Guido Lanza: As an entrepreneur, just starting up, it’s fairly easy to assume that solving the technical hurdle, in this case, generating the algorithms and platform, is the hardest part. What we quickly learned is that there are equally hard data science and business problems. First, you have to really understand the data you are applying the algorithms to. We have spent decades in computational chemistry talking, sometimes implicitly, about the train/test paradox, where models perform poorly when applied prospectively in the lab even though they performed very well retrospectively. In order to solve these, it was crucial to understand the data, to account for the mess that is biology (and the noise it brings), and the challenges of chemistry (and the biases they bring).  On the business side, the key problems are around making sure the output is actually valuable from a scientific and commercial standpoint. After all, adding a methyl to a known drug will maybe produce another active compound, but its value is almost zero. In order to do this, it is crucial to have a team of drug hunters that really understand what will be of value to our ultimate customer, the pharma companies.

WuXi:  How is this different than previous in silico booms?

Guido Lanza: Broadly, the impact of AI is fairly obvious across many industries.
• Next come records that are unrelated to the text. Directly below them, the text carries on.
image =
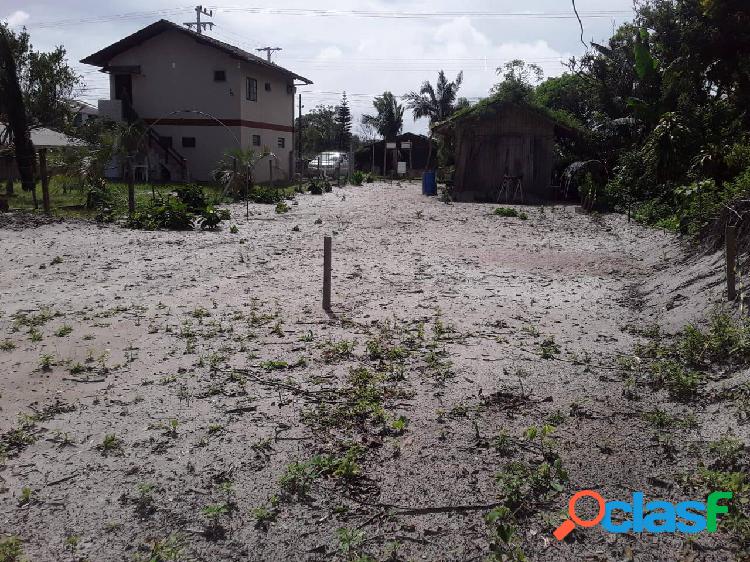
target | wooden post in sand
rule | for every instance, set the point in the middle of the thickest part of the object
(131, 186)
(731, 255)
(327, 273)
Computer and data storage are finally cheap enough that we can apply the right AI algorithms to problems in discovery and development.  This has enabled the large players (IBM / GE) to start educating the industry, which has been struggling with R&D productivity for decades, about just how much could be done with what is currently locked away in Pharma’s in house databases.  For the first time in over a decade, people are starting in silico drug discovery startups. We built Numerate’s business very much putting the AI behind the scenes, and focusing on the output (chemistry and programs) and speaking very little about our approach. Today, we are excited to have the opportunity to be much more open about our approach both with large and small companies. In fact, there is a boom of start-ups in this space, thanks in part to an ever increasing amount of data in the public domain; and the increasing willingness of some pharmaceutical companies to share their data.
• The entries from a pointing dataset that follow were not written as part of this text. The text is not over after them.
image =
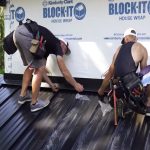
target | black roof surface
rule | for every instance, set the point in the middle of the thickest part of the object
(67, 124)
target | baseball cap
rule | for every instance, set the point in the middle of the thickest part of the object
(67, 44)
(129, 31)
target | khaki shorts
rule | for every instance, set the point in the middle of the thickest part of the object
(22, 39)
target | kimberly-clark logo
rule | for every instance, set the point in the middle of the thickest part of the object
(63, 11)
(79, 11)
(132, 10)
The competitive environment is also very different than the boom of 10-to-15 years ago. I think the entrepreneurs starting companies in AI are realizing that we are not, for the most part, in competition with each other. First, nobody has the model of selling packaged software / seats to pharma anymore. Instead we focus on either our own pipeline or on R&D collaborations which are unlikely to be directly competitive.  As a result, there is a true sense of community forming – from sharing contacts, providing references, and collaborating to organize conferences – which would have been unheard of even five years ago.